Cache partitioning system setup

Run experiment

  1. Start the real-time application if it is not already running, and output the statistics to the Grafana dashboard.

    sudo ./rt_linux_tutorial -i 1000 -s 1
    
  2. In a second terminal start stress-ng with a memory-centric stressor.

    stress-ng --vm 8 --vm-bytes 128M --fork 4
    

    Options:

    • --vm 8: This parameter specifies that 8 virtual memory stressor instances should be started. Each instance will allocate and stress test memory.

    • --vm-bytes 128M: This parameter specifies the amount of memory each virtual memory stressor instance should allocate. In this case, each of the 8 instances will allocate 128 megabytes of memory.

    • --fork 4: This parameter specifies that 4 child processes should be forked. Each child process will execute the stress test independently.

  3. Partition the Last Level Cache (LLC) and assign an exclusive portion of the cache to the real-time test application, as demonstrated for the Intel® Core™ i5-1350PE above.

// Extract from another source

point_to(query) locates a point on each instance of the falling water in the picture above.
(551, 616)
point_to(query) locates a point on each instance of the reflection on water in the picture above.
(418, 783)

Here is how the LLC can be partitioned using the Linux msr-tools:

    #define LLC Core Masks
    wrmsr 0xc90 0x30 # best effort mask
    wrmsr 0xc91 0xFC # real-time mask
    #define LLC GT Mask 
    wrmsr 0x18b0 0x80 # iGPU mask
    
    #assign the masks to the cores.
    #This has to match with the core selected for the rt app
    wrmsr -a 0xc8f 0x0 # assign all cores to the CLOS0 
    wrmsr -p 3 0xc8f 0x100000000 # assign real-time core to CLOS1
    
    #There is also the pqos Linux command-line utility which is part of the intel-cmt-cat package which can be used.
    

    Note

    Alternatively, you can use the script with the rt_optimized option to partition the cache as demonstrated above, or with the default option for flat partitioning.

    sudo ./setCacheAllocation.sh rt_optimized
    

    The script and the masks defined above are examples tailored for the cache topology of the Intel® Core™ i5-1350PE processor and the specific use-case. You may need to adapt them to match the cache topology of your processor and use-case.

Results

Cache partitioning results

Cache partitioning results

Examining the performance metrics of the real-time application shows that, in the initial phase, the cores running the best-effort workloads are mostly idling. During this phase, the execution time is very consistent and within a reasonable range. However, when stress-ng starts, both the execution time and the number of LLC misses increase significantly as you can see in step 2. This occurs because the data of the real-time application is frequently evicted from the LLC and must be fetched from the main memory. As demonstrated in the third step of the experiment, applying cache partitioning helps reduce the LLC misses for the real-time application, bringing the execution time back to a reasonable range.

As demonstrated, partitioning the cache using Intel® Cache Allocation Technology (CAT) is a straightforward way to improve temporal isolation between real-time and best-effort workloads.

This is just an example, and the configuration needs to be adjusted to your specific use case and processor. You can determine the cache topology, including the size and number of ways supported for a particular processor, by using the CPUID leaf “Deterministic Cache Parameters Leaf - 0x4”. Additionally, Linux utilities like lstopo are very useful for getting an overview of the cache topology of a processor.